A.G.: Uns trifft das zum Glück nicht so stark. Die Klöster bekommen ja nichts von der Kirchensteuer. Aber sicher ist es immer eine Gratwanderung. Wie gehe ich mit Geld um, ohne dass das Geld die absolute Macht innehat und ohne dass ich die gleichen Mechanismen anwende wie die Wirtschaft? Wichtig sind vor allem drei Grundprinzipien: Geld dient den Menschen und nicht mir selber, es braucht eine innere Freiheit vom Geld, und es braucht einen spirituellen, kreativen Umgang mit Geld.

Was verstehen Sie darunter?
A.G.: Das bedeutet, dass ich die verschiedenen Möglichkeiten, Geld zu verdienen, ausschöpfe. Zum Beispiel, indem ich auf die Bedürfnisse der Menschen reagiere und das produziere, was die Menschen heute wollen.
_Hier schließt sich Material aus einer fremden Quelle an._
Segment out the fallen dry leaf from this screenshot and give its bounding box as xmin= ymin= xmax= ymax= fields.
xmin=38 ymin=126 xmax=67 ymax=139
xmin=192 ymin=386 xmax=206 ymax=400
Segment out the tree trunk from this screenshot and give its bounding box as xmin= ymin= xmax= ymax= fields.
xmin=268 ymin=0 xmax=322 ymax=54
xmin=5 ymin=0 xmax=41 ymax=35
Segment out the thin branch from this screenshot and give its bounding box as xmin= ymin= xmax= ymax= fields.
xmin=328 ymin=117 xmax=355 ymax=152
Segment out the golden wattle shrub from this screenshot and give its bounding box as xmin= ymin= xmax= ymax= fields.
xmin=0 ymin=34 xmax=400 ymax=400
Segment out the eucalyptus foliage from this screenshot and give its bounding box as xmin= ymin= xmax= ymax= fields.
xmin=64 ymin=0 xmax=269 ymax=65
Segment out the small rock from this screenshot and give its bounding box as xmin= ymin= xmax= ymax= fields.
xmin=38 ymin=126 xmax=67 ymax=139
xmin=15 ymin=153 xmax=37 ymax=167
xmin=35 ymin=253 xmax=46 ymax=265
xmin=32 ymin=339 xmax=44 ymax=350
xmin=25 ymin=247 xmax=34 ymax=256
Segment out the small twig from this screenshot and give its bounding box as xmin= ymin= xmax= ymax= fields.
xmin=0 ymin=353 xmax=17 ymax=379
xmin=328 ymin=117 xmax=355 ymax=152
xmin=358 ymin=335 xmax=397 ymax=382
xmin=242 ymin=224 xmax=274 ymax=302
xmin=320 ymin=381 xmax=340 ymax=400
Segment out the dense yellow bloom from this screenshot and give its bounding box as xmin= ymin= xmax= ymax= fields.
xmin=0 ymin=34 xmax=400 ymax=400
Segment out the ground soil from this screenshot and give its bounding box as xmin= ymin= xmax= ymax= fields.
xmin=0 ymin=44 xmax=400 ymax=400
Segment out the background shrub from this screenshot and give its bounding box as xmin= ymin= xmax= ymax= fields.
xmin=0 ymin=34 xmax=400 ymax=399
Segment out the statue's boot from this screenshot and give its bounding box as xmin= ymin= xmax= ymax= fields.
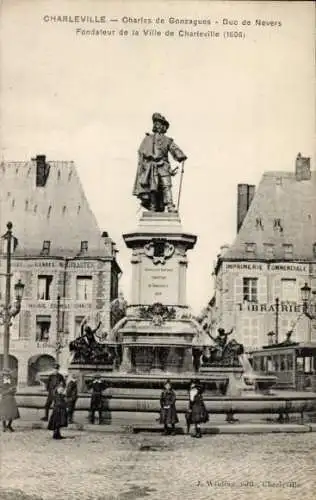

Oder indem ich in der Aktienanlage auf Firmen setze, die eine Vision haben und ethischen Massstäben gerecht werden. Oder auch, indem ich die Währungssituation und Zinssituation ausnütze, um günstige Kredite aufzunehmen und dann besser anzulegen.

Sie haben diesbezüglich also auch einiges von den Managern gelernt.
A.G.: Es ist nicht so, dass ich von ihnen Tipps erhalte, wie ich das Geld besser anlegen kann. Aber natürlich lerne ich auch viel von ihnen. Beispielsweise, wie konsequent sie Probleme angehen.